Sì, è stato il primo musical italiano. Per noi, riportarlo in scena e riattualizzarlo è una grande sfida. Si parte dai quadri più biblici, quindi quello dedicato a Caino e Abele, poi a Gesù e al tradimento di Giuda, senza dimenticare quello su San Francesco... Nel secondo atto, si affrontano tematiche più laiche, dal quadro di Giovanna d’Arco, a quello di Romeo e Giulietta, a quello sull’integrazione razziale fino ad arrivare ad Anna Frank. Si palesa, dunque, la dicotomia della storia dell’uomo, tra il bene e il male.
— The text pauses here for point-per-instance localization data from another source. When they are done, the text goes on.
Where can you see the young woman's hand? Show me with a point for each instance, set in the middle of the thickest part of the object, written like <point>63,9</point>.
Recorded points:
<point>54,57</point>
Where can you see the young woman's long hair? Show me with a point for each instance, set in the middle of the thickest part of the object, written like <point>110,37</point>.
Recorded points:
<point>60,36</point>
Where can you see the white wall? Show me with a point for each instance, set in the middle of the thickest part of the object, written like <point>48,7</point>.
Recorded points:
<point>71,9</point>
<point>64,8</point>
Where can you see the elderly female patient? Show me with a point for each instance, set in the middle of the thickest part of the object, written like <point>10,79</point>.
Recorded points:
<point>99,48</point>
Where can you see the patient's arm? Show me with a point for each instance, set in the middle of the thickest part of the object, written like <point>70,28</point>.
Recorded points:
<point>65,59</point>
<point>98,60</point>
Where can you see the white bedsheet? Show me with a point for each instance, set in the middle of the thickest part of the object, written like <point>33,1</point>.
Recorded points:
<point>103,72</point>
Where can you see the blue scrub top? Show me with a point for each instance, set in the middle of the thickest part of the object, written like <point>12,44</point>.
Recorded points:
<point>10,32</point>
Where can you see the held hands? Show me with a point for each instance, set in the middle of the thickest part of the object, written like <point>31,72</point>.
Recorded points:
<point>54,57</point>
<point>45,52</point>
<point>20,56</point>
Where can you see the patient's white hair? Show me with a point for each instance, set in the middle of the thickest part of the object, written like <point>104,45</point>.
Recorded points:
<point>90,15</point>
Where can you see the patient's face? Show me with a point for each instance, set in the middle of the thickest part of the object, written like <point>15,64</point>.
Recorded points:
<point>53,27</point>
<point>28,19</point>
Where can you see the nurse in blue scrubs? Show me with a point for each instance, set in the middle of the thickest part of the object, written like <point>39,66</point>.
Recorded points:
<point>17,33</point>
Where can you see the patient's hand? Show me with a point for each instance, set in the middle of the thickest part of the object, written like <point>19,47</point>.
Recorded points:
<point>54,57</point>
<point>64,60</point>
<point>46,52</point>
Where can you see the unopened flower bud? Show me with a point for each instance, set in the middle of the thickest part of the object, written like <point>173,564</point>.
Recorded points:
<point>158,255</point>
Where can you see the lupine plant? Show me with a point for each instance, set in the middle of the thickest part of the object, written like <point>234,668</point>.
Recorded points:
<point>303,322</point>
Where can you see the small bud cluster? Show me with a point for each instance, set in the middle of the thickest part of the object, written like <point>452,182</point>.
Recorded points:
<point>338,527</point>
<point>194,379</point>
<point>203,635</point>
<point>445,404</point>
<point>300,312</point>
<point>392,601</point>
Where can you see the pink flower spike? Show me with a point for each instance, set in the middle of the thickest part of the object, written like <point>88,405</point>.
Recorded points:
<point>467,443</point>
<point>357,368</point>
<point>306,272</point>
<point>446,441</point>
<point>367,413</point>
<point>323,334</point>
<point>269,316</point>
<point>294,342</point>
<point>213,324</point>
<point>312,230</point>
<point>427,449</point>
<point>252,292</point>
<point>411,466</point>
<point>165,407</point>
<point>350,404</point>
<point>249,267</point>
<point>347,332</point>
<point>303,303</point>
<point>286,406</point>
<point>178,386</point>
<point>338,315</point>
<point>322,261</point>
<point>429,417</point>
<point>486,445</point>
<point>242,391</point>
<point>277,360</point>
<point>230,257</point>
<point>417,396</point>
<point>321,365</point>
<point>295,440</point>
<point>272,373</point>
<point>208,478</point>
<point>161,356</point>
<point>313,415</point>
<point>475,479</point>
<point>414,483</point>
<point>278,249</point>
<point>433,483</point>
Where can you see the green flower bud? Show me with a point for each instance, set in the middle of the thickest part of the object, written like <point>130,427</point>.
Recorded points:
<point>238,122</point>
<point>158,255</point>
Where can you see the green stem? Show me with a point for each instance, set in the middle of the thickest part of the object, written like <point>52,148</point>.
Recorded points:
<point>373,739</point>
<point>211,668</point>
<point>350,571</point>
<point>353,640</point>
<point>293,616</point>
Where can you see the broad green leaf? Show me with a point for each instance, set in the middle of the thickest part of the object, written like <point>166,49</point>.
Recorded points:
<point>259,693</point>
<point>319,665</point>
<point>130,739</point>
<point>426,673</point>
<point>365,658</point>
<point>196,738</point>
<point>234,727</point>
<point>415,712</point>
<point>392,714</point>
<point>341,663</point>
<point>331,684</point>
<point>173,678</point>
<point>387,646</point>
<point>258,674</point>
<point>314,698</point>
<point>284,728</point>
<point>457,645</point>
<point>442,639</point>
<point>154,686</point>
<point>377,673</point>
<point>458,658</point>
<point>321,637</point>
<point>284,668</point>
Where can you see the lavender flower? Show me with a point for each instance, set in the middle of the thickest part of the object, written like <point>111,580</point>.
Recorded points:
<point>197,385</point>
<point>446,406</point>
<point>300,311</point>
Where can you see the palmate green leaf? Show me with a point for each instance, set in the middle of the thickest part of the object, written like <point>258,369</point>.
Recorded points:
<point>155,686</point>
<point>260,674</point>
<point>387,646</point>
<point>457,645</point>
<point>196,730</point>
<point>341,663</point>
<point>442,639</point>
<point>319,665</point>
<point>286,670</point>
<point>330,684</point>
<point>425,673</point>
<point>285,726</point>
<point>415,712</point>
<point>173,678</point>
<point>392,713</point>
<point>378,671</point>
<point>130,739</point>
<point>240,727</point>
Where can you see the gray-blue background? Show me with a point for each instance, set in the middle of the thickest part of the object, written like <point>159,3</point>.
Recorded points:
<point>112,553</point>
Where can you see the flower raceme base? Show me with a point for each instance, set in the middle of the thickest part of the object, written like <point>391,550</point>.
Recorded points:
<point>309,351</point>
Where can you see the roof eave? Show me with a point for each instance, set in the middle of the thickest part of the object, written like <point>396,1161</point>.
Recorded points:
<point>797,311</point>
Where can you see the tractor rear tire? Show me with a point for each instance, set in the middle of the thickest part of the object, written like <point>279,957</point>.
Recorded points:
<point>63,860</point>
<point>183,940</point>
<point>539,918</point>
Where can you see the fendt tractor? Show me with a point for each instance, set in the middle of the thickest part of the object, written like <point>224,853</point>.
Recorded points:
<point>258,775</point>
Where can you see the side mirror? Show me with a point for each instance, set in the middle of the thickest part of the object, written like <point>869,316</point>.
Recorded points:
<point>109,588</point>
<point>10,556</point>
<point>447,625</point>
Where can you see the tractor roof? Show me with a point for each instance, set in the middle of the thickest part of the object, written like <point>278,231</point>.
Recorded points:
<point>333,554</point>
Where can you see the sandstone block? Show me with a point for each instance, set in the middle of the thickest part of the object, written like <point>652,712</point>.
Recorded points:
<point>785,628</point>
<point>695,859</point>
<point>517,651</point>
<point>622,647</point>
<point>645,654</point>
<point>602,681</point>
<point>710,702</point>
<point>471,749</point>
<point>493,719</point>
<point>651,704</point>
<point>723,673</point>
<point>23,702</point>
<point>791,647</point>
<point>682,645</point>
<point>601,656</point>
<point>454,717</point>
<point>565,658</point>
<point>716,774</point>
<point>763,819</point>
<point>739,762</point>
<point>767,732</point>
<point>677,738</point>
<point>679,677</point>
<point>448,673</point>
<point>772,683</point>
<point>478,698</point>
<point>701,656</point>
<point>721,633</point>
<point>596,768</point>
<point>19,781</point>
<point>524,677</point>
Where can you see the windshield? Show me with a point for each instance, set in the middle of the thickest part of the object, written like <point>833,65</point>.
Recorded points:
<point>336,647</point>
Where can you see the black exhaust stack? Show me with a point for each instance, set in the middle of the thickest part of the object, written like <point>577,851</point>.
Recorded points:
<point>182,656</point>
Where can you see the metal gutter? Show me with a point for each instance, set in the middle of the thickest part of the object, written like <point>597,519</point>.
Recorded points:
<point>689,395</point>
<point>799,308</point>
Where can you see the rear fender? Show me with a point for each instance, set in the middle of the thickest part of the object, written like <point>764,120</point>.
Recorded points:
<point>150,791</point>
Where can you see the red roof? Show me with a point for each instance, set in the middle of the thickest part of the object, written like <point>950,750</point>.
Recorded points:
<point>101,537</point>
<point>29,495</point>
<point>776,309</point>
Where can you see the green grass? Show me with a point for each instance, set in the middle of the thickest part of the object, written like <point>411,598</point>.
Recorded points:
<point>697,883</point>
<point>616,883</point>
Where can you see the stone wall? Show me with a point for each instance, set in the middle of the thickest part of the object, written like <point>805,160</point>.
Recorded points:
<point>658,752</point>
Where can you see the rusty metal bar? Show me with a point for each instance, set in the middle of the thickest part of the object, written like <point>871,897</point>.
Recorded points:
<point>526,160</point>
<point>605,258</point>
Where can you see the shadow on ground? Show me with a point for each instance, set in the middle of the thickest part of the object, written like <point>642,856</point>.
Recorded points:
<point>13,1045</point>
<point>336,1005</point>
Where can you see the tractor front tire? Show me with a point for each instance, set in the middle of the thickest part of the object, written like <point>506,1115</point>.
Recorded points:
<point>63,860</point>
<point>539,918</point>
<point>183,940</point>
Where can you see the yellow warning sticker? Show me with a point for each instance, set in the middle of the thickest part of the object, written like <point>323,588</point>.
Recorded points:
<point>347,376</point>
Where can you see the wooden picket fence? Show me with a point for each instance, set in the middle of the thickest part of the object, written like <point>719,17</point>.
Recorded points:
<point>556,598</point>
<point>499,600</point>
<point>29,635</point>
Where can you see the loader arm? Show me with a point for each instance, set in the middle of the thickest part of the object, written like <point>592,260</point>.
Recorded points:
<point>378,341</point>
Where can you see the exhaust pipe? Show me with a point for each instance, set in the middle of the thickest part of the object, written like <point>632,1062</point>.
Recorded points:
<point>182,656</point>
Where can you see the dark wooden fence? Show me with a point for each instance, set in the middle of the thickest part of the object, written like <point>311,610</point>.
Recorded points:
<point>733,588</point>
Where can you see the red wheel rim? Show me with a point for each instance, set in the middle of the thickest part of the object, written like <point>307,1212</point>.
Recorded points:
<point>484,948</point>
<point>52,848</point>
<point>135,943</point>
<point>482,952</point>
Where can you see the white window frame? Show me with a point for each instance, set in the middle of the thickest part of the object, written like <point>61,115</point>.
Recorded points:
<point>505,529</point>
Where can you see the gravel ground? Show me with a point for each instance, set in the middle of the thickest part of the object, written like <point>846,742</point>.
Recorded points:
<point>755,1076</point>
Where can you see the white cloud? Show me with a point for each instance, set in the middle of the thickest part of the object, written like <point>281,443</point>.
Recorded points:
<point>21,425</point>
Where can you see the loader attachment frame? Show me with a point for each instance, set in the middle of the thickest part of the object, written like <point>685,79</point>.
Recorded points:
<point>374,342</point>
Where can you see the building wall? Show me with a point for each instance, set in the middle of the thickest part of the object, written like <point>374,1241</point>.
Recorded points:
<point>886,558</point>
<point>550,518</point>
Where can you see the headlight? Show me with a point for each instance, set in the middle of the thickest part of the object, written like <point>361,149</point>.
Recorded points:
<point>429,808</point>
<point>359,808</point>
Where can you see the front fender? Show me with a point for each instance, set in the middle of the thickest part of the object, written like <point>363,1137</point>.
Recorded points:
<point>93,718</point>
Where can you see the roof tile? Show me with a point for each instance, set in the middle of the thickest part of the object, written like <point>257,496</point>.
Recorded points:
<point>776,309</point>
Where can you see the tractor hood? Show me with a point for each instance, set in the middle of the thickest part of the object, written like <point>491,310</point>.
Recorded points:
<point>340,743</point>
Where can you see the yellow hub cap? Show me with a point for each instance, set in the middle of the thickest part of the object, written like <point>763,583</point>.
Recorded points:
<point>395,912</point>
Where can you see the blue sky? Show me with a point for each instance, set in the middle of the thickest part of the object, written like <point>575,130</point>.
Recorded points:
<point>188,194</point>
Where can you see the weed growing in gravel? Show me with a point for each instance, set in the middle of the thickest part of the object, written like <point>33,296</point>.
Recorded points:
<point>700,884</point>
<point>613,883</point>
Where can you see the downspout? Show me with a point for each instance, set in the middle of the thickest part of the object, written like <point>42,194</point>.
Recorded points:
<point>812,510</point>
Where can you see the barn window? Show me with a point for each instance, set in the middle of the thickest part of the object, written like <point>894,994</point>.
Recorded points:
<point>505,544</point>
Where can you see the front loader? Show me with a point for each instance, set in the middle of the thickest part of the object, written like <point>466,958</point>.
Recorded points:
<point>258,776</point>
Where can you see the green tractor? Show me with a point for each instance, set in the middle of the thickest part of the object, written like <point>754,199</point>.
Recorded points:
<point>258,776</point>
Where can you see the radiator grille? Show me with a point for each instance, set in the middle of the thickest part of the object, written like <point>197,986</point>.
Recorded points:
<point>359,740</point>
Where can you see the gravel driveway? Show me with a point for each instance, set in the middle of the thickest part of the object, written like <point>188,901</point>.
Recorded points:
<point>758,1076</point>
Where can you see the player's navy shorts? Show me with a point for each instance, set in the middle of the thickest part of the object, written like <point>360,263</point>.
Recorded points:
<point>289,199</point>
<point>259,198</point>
In quali aspetti si manifesta l’attualità di questo musical?
Il quadro sull’integrazione razziale, per esempio, è stato riattualizzato: i profughi di oggi sono quelli che sbarcano in Occidente e devono essere accolti, alcuni con difficoltà, altri con più serenità. Alla fine del nostro spettacolo, si sente la voce di Tony Cucchiara (l’autore della prima versione del musical datato 1972, ndr) che sintetizza il messaggio dello spettacolo: “Nonostante tutto, voglio continuare a credere nell’uomo”. Un messaggio di speranza e positività che noi proviamo a dare stando in scena.
Nel musical, emerge la lotta tra il bene e il male. Oggi, spesso, vince la narrazione del secondo sul primo...
Purtroppo sì. Mai come in questo momento storico, lo spettacolo è attuale. Penso, per esempio, al quadro di San Francesco: il Santo, nel nostro spettacolo, è in mezzo alle bombe. Fa un po’ tristezza pensare che, nonostante siano passati 50 anni, questi temi siano ancora così attuali... Ecco perchè, nel nostro piccolo, continuiamo a provare a lanciare un messaggio di speranza.
Lo si può definire un musical religioso? Qual è la risposta del pubblico di fronte a queste tematiche?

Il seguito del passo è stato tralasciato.